Use GPT and o-series models from OpenAI as the LLM for your agents.

Get an API key

Sign up at platform.openai.com and create an API key under API Keys.

Setup

pai create model-provider openai \
  --provider openai \
  --api-key sk-...

This stores your API key securely and creates a ModelProvider that covers every model under your subscription.

Verify:

pai get model-providers
# NAME     PROVIDER   ENDPOINT   MAX/DAY   LAST USED   AGE
# openai   openai                          —           5s

Supported models

ModelReferenceBest for
GPT-4oopenai/gpt-4oBest overall — multimodal, fast
GPT-4o miniopenai/gpt-4o-miniFast, cost-efficient
o1openai/o1Deep reasoning
o3-miniopenai/o3-miniFast reasoning

Use in an agent

spec:
  models:
    - openai/gpt-4o

Multiple models — first is primary, rest are fallbacks:

spec:
  models:
    - openai/gpt-4o              # primary
    - openai/gpt-4o-mini         # fallback for cheaper calls

Token budgets

Cap how many tokens this subscription burns per day across every agent — a hard safety net against runaway spend.

apiVersion: pai.io/v1
kind: ModelProvider
metadata:
  name: openai
spec:
  provider: openai
  apiKeySecretRef:
    name: openai-key
    key: api-key
  maxTokensPerDay: 5000000      # daily cap shared across all agents
  maxTokensPerRequest: 128000   # per-request context-window limit

When the daily cap is hit, the gateway returns HTTP 429 until midnight UTC. Agents that list another provider in spec.models automatically fall over to it.
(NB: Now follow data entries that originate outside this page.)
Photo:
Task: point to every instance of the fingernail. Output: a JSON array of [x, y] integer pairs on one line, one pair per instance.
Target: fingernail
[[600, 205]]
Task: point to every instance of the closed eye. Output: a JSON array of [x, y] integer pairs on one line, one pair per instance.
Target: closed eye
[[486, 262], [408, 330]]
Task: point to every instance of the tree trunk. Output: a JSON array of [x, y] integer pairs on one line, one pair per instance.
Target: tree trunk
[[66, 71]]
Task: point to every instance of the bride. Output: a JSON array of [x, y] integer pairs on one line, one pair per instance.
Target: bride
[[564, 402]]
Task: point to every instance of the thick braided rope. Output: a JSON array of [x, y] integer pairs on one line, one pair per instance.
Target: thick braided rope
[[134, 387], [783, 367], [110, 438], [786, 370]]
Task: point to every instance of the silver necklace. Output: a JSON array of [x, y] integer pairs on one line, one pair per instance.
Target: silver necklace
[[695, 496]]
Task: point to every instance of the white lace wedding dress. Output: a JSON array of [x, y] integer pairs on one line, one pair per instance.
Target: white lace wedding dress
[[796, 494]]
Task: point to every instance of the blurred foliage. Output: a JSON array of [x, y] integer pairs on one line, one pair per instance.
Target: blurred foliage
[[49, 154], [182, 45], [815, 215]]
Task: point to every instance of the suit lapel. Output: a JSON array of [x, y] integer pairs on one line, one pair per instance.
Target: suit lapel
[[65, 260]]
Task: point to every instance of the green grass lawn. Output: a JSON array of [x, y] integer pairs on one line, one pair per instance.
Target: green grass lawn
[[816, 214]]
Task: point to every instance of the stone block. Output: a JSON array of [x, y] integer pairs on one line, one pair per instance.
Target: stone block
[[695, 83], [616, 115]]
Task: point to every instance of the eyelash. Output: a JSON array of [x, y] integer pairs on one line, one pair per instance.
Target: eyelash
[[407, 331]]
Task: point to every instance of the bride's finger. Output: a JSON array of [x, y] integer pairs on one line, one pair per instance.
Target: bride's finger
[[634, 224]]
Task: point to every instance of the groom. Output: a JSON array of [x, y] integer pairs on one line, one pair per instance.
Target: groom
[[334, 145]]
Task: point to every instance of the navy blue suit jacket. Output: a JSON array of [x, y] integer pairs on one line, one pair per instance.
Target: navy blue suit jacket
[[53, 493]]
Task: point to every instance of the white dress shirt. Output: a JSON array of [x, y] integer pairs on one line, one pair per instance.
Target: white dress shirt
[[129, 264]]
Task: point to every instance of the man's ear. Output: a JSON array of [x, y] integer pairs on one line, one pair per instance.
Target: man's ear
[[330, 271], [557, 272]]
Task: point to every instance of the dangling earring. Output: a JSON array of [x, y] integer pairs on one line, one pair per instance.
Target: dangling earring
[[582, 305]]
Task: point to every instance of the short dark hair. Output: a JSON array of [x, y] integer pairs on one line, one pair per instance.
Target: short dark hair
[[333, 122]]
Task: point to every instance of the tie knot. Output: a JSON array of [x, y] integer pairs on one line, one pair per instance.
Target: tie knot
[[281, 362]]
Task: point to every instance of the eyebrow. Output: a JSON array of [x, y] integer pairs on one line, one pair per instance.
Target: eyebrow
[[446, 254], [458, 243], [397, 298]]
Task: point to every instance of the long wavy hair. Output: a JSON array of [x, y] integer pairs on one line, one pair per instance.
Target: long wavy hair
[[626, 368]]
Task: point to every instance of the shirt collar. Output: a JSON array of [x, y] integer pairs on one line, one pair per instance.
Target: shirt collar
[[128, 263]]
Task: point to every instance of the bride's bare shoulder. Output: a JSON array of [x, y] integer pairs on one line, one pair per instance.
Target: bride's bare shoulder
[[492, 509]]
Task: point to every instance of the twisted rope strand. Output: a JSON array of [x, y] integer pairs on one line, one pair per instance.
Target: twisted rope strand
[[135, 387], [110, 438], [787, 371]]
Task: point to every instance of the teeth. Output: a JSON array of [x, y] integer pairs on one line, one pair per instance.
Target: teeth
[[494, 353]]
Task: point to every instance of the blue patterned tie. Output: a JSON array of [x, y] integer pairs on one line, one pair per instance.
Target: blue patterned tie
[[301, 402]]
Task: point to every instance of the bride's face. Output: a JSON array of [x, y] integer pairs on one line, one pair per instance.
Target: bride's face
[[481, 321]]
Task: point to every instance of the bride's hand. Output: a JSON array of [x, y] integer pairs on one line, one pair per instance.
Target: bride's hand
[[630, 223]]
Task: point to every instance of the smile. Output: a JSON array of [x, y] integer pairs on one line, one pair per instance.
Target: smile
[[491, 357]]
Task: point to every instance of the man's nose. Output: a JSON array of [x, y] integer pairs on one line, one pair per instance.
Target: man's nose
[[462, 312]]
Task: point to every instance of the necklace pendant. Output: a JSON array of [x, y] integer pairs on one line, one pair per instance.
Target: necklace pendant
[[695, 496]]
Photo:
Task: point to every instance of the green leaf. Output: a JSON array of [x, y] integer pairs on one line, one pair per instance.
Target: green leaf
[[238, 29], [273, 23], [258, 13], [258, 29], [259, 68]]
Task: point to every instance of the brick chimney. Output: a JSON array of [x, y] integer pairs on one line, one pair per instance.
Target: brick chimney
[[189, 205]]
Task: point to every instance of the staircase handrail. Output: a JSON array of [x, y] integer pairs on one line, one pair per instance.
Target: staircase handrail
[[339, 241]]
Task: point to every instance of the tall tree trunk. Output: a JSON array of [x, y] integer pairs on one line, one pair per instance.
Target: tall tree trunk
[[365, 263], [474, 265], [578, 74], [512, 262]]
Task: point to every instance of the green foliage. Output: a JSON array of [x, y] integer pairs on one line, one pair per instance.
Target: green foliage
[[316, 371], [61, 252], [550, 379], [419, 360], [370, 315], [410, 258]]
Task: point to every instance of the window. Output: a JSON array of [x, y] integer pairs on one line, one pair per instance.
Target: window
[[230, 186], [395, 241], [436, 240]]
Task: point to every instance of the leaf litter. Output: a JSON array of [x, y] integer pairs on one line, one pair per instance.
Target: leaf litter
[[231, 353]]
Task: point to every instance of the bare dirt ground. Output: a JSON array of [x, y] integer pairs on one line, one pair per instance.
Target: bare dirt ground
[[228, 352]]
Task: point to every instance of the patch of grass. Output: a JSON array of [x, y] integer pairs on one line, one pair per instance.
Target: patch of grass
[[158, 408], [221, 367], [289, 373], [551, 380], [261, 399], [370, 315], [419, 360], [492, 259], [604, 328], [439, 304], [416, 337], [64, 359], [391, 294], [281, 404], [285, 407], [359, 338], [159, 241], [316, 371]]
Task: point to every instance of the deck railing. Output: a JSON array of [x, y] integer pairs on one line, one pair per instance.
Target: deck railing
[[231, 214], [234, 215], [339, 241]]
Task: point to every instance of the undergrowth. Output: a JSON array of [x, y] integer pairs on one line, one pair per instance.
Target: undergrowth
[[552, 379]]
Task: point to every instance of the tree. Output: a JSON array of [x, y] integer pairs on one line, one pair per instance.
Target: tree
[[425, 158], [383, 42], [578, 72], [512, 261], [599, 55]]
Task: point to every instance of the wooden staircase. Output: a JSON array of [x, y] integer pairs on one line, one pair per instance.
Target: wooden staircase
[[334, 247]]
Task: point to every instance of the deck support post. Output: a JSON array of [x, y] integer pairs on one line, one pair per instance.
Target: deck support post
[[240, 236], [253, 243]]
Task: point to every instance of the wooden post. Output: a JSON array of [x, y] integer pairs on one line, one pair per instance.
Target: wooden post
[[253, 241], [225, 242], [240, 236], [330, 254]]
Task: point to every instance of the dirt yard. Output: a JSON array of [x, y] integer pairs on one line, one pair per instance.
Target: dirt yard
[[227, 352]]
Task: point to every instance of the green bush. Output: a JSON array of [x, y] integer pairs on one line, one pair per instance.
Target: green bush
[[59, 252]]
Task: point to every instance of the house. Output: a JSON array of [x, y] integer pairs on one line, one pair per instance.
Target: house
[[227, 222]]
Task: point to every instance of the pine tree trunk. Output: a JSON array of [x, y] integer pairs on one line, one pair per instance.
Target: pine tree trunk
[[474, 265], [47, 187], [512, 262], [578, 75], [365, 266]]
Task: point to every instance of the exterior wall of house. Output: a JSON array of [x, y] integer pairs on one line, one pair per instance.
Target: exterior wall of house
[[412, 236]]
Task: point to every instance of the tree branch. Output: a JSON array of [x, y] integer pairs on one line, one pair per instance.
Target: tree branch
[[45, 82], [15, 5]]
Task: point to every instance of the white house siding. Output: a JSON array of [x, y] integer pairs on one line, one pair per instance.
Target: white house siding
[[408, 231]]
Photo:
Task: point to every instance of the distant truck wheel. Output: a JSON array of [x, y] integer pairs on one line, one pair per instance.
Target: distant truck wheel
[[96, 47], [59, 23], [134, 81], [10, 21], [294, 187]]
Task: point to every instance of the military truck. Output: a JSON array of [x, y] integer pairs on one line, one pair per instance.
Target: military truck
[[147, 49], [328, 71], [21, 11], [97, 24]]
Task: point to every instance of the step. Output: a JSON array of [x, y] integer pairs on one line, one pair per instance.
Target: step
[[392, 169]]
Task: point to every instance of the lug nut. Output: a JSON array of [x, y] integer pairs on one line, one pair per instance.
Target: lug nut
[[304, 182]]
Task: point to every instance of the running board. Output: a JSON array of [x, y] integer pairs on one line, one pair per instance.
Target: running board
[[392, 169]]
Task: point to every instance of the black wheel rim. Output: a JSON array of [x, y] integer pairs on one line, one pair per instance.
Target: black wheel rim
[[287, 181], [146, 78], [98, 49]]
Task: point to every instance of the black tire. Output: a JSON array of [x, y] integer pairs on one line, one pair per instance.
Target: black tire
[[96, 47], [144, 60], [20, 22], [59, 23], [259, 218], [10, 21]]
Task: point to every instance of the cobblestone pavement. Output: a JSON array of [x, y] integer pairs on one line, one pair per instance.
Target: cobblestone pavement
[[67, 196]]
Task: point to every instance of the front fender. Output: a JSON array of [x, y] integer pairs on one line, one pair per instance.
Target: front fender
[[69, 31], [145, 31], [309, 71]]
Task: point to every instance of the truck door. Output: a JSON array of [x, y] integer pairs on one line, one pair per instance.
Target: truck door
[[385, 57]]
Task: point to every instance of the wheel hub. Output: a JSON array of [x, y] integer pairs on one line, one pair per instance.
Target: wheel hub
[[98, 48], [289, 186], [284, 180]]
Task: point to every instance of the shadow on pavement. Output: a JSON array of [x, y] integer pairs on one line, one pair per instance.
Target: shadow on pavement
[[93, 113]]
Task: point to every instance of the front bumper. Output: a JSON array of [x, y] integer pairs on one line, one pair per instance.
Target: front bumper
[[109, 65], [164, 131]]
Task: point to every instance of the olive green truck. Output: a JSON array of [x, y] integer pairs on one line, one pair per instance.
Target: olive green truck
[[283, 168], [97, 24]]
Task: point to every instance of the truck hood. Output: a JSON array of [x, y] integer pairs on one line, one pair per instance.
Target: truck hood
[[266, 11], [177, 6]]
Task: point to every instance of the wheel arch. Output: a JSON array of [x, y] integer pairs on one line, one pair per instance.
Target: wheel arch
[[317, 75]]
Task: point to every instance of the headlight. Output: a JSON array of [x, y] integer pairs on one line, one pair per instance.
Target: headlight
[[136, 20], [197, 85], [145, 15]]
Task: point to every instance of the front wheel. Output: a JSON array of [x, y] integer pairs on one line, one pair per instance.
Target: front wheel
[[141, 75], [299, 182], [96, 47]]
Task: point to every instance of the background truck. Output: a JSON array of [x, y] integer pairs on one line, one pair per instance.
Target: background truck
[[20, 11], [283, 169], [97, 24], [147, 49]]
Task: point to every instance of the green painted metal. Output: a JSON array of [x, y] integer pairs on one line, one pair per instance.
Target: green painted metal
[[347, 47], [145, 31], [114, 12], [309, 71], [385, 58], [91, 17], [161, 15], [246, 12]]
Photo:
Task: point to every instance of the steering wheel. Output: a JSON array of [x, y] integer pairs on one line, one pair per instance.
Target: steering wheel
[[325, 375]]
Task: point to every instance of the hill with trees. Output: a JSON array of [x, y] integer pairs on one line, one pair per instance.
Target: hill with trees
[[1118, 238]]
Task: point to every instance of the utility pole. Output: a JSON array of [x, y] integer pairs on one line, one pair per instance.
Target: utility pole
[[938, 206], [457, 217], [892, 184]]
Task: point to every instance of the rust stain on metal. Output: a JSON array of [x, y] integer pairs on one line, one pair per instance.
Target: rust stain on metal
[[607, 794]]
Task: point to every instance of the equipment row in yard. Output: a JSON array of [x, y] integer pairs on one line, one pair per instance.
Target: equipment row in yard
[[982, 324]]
Expose via the LLM Gateway

Set externalAccess.enabled: true to let developers outside the cluster — laptops, CI, scripts — route their own LLM traffic through this provider. The OpenAI API key stays inside Pai; clients authenticate with a Pai AccessKey instead.

spec:
  externalAccess:
    enabled: true
    maxTokensPerDay: 2000000    # separate budget for external usage

Once enabled, developers connect with three commands:

pai login https://api.pairun.dev --access-key pak_...
eval $(pai gateway env)
# OPENAI_BASE_URL is set; OpenAI SDK / LangChain / CrewAI now route through Pai

See LLM Gateway for the full onboarding flow, AccessKey management, and per-developer rate limits.

Access control

Narrow which models agents may call on this provider with allowedModels / deniedModels, or attach prompt-injection guards. See Security controls on the Model page for the full field list.